Abstract
Intellectual movements in the Arab world resist their reduction to cohesive schools consisting of common conceptual and theoretical grounds. It is difficult, if not impossible, to bring the works of several intellectuals under a common school, whether Marxists, phenomenologist, existentialists, or structuralists. The coordinates of Marxism, for example, once rooted in the Soviet-communist, as well as Arab nationalist, party-forms, underwent a process of transformation in the 1960s. Similarly, Arab intellectuals indebted to Sartrean existentialism could be seen as having had undergone a seismic shift when Sartre fell out of vogue with Arab intellectuals in the wake of the 1967 defeat. Intellectuals such as Georges Tarabishi, Lutfi al-Khuli, Muta’ Safadi, and Mohamad Amin al-Alim were heavily indebted to existentialism despite their divergent political commitments. What remains common in these intellectual pursuits is their aim to produce a new concept of history by positing new historical epistemologies.
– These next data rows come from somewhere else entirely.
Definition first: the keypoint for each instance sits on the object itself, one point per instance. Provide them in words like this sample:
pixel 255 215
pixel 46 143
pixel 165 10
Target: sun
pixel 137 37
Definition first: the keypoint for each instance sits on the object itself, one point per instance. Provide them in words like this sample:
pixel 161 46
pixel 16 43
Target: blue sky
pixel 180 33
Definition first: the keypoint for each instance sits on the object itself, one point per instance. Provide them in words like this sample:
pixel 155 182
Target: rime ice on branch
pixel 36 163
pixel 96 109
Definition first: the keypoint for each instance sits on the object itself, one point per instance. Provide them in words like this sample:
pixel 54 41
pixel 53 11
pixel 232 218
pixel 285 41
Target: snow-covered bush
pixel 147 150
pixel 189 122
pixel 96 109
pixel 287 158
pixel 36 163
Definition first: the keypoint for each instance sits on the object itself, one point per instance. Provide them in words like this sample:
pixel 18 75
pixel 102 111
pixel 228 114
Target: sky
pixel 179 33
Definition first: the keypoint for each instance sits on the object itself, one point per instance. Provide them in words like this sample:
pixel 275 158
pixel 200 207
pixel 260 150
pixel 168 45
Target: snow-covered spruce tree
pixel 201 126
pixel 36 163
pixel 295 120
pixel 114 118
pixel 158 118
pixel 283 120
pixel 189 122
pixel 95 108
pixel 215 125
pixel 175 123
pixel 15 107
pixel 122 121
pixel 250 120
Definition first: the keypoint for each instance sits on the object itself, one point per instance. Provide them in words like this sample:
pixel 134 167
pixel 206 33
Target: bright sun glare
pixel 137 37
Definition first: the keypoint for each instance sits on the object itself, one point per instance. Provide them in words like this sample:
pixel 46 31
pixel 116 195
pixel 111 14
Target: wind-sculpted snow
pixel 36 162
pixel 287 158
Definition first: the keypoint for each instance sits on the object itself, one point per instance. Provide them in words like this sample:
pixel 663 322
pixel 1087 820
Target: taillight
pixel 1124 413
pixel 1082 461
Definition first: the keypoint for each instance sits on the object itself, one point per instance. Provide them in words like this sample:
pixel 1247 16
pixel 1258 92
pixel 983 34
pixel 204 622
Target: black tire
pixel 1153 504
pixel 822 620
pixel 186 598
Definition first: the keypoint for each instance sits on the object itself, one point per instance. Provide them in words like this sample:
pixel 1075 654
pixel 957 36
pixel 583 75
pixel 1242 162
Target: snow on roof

The two most illustrative figures are the Lebanese theoretician Mahdi Amel and the Moroccan philosopher and historian Abdallah Laroui, who both sought to transform the prevailing concept of history in Arab thought. In order to do that, they, separately, sought to revise contemporary Arabic theoretical practice in light of Marxist thought. Their interest in Arab thought, and its critique, was not to salvage it, but to transmute it into a modern critical discourse—a process referred to as a “Kantian revolution” by Amel, and a “Copernican revolution” by Laroui. This was to be accomplished not by mere conceptual translation of Marxian terminology into Arabic, but by thinking the antagonisms and deadlocks governing Arab post-colonial social formations and producing theoretical systems addressing them. In both Amel and Laroui, there is a confluence of the history of science with the science of history—between historical epistemology and historical materialism. However, their respective projects varied in philosophical orientation and scope, and diverted in key areas. Starting from the question of underdevelopment or temporal lag, they proceeded by defining the conceptual grounds using their own analytic categories of critique before building their theoretical structures. Their respective systems presented competing definitions of modernity and mapped different relations between the specific and the universal.
In this paper, I aim to return to modern Arab intellectual debates to remap the coordinates of intellectual production. Taking Amel and Laroui as two exemplars, I explain the transformation of the conceptual categories in the work of some of the chief intellectual figures of the period.